Producing books in-house was the next challenge. Here symposia proceedings were a logical step. Another logical step was to produce books based on updated and expanded versions of booklets the IoB had historically produced. Here one success was Safety in Biological Fieldwork. Another (that was to ultimately run to four revised editions) was Biological Nomenclature, two of which were produced in this early period. And so over the rest of the decade a couple of titles a year were produced in-house. Nearly all made a surplus (only a couple did not quite break even), so providing the Institute with a small but meaningful, as well as steady, income stream (above production and overheads) not to mention getting the Institute's name out on the covers of thousands of books.

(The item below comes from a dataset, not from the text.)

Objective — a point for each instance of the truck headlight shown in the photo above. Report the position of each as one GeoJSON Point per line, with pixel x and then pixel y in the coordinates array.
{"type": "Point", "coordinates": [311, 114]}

In addition the Institute symposia would contribute to Institute science policy through to 2003.
Science text books that could be bought in shops (remember this was before the internet) was one key goal. Here the Institute already had a market presence having previously the famous 'Studies in Biology' series in 1966: 'famous' because anyone studying biology in Britain at A-level school level through to university between the late 1960s through to the early 1980s would have been aware of this series of booklets. The IoB awarded the production contract with the publishers Edward Arnold. The booklets were only about 60 pages long but ultimately covered a range of 149 topics: so virtually all British biologists owned a number of the titles and quite a few collected the set. If you are a British biologist of a certain age you will easily recognise the books' distinctive covers with the same line drawing of a grebe waterfowl alongside freshwater reeds.

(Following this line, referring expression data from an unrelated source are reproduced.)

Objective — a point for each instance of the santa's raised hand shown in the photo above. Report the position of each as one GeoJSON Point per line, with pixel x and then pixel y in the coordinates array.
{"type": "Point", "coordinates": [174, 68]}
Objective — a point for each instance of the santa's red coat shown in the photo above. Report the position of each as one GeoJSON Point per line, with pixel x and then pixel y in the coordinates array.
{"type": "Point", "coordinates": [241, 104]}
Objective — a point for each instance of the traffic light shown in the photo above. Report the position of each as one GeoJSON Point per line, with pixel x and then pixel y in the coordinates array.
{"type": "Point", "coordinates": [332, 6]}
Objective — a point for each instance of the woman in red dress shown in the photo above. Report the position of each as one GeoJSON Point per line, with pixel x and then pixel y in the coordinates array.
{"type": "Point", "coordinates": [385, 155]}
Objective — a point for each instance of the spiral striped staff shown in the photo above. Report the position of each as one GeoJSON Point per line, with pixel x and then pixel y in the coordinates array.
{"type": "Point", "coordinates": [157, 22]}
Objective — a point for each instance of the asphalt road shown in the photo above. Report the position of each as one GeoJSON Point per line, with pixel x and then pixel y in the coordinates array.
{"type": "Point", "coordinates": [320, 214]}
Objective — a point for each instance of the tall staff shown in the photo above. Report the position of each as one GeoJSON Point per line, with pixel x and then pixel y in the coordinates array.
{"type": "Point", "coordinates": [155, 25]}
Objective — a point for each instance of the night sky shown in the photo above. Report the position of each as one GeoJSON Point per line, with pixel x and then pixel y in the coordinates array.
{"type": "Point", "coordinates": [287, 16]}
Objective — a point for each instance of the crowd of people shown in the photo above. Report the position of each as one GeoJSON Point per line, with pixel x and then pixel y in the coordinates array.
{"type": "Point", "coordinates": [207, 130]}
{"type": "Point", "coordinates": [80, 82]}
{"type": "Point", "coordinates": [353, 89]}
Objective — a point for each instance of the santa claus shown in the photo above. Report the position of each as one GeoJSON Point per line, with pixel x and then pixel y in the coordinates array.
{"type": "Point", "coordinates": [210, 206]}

The 'Studies in Biology' series in the late 1980s was going through considerable changes. Book publishing economics was changing and also biology itself was changing. On the publishing front it was no longer economic to have the standard unit overhead charge associated with a small (hence low-priced) title. Meanwhile biology in the 1970s and 1980s was expanding from its whole-organism base of the early 20th century into micro and molecular biology, and so the market for the traditional topics were getting smaller as the number of specialist areas increased. So Edward Arnold created (1988) 'New Studies in Biology' which were larger format (120 – 150 pages) but fewer in number: a dozen or so titles covering the really core areas. But there was worse to come. The early 1990s saw British publishing go through its night of the long knives with the cessation of the UK book trade's NET agreement and this resulted in a number of hostile publisher takeovers. And so the Institute's series moved first from Edward Arnold to Chapman & Hall and then ultimately to Cambridge University Press but back with its old 'Studies in Biology' title and with a nifty new look. Looking back, the amazing thing seems to have been that at each stage new titles were commissioned and published with the commissioning split between the publisher and Institute, though the Institute retained its controlling veto. (After 2003 responsibility for the series resided with the Institute's senior manager.)